Antiquité : pierres polies et laine parfumée

Difficile de savoir comment nos plus lointains ancêtres prenaient soin de leur croupe. Ni même s’ils cherchaient seulement à la nettoyer. Pour trouver trace de témoignages écrits sur la toilette postdéfécation, il faut attendre les premiers Grecs. La plèbe se débrouille avec ce qui lui tombe sous la main. Voire avec ses propres mains, même si la norme est alors l’usage de la pierre. Le confort est spartiate mais, d’après Aristophane, l’outil est diablement efficace : « Trois pierres peuvent suffire pour se torcher le cul si elles sont raboteuses. Polies, il en faut quatre », écrit le dramaturge quatre siècles avant notre ère, précisant que la haute société n’hésite pas, pour se distinguer du bas peuple, à se servir aussi de poireaux ou de ses propres vêtements.

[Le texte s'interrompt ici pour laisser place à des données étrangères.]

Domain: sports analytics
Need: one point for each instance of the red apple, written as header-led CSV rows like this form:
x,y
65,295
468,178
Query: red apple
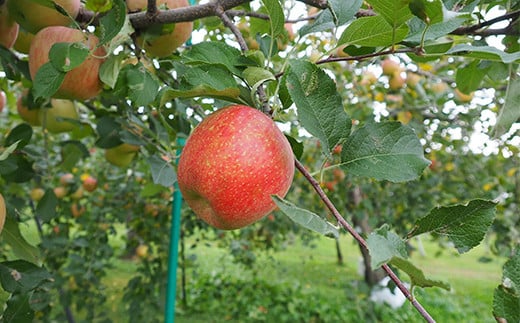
x,y
33,16
232,163
52,120
23,41
165,44
8,28
3,99
82,82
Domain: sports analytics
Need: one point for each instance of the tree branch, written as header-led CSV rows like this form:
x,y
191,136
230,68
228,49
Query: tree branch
x,y
345,225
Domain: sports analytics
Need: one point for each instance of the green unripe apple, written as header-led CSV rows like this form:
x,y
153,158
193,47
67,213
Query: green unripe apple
x,y
232,163
33,16
82,82
54,119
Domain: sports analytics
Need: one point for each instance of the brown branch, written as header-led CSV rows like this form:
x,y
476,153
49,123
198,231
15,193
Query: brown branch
x,y
345,225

Les coutumes romaines en la matière ne sont guère plus délicates. Si l’on en croit la légende, les toilettes publiques étaient équipées dans la Rome antique de petites éponges fixées au bout de bâtons plongés dans des amphores d’eau salée. Plus fiable, le témoignage du poète Catulle, au Ier siècle av. J.-C., indique que les patriciens, après s’être soulagés de leurs luttes intestinales dans le fameux « vase des nécessités » – ancêtre du pot de chambre déjà cher aux Égyptiens –, disposent de serviettes en tissu. La noblesse apprécie la laine parfumée à l’eau de rose, tandis que le peuple n’est toujours pas sorti de l’âge de pierre. Déjà, la lutte des classes.

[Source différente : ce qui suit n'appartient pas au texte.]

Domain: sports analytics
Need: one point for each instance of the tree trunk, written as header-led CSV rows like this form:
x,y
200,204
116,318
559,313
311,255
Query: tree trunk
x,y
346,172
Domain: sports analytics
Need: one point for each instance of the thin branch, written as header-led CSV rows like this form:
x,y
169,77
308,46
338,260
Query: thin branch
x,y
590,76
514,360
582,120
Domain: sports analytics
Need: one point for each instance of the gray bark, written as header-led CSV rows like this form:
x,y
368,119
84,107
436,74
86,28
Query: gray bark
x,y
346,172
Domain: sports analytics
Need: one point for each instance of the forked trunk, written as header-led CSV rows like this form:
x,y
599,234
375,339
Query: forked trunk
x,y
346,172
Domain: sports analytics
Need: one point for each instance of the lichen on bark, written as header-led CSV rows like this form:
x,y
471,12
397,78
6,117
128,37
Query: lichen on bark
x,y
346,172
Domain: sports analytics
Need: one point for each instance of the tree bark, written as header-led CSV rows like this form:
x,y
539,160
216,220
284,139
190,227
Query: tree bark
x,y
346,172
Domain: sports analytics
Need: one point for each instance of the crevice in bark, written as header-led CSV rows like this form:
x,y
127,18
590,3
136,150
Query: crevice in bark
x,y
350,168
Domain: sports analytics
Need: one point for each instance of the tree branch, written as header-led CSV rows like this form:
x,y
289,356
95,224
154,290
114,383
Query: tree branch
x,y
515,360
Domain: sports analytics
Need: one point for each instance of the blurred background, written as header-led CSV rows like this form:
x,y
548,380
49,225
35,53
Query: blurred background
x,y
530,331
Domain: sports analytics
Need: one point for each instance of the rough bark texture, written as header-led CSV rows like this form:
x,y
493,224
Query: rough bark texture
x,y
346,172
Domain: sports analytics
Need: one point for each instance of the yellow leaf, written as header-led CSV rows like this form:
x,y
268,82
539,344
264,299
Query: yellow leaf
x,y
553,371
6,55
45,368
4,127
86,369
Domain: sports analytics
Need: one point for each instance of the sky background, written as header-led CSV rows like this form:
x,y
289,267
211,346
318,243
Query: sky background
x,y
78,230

Aristophane : « Trois pierres peuvent suffire pour se torcher le cul si elles sont raboteuses. Polies, il en faut quatre. »

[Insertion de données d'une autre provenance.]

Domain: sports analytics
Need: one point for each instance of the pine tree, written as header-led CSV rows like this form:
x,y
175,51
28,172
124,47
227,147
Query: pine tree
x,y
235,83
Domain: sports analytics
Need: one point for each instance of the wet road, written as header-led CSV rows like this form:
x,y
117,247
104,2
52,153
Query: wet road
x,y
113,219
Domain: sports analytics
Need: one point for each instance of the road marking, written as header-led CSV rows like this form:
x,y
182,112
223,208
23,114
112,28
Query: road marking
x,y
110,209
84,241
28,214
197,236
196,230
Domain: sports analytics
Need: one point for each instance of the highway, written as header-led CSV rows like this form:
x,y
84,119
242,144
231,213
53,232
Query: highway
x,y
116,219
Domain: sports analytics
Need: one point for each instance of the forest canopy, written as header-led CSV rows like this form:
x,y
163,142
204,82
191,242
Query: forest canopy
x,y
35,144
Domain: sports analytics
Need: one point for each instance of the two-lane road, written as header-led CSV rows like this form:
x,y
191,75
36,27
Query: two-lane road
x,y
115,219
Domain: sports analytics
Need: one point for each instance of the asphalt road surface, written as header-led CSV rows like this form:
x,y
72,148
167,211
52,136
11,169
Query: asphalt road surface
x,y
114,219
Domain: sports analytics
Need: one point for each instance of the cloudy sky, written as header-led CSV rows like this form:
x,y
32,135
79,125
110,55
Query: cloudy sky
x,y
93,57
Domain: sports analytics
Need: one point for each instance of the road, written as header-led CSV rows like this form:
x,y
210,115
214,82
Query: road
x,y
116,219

Moyen Âge : bâton merdeux et papier impérial

Les mœurs évoluent. Une certaine idée du confort gagne la haute société, où l’on prend soin de son fondement avec de l’étoupe de lin ou de chanvre. Un tampon de filasse fort utile après un passage sur la chaise percée. Le bas peuple, en revanche, est condamné à faire travailler son imagination pour ne pas se retrouver « emmerdé ». Surtout en hiver quand, faute de ressources naturelles à portée de main, les pauvres « sortent souvent chemise dorée ». Un objet de forme courbe, devenu mythique, va leur rendre bien des grâces : le bâton merdeux. Une poignée de foin ou de terre suffit alors pour finir le travail. En Chine, à la même époque, le bâton à usage hygiénique est un objet sacré. Non seulement il ne se jette pas après usage, mais il se transmet aussi de père en fils. Tant pis pour les germes pathogènes. Les exigences de confort des puissants sont tout autres. À la fin du XIVe siècle, le bureau impérial en charge de l’approvisionnement lance la production de 720 000 feuilles de papier parfumées (90 x 60 cm), réservées à l’empereur. Le papier-toilette est né. Ailleurs en Asie, les populations se contentent de coquillages et de coquilles de moule.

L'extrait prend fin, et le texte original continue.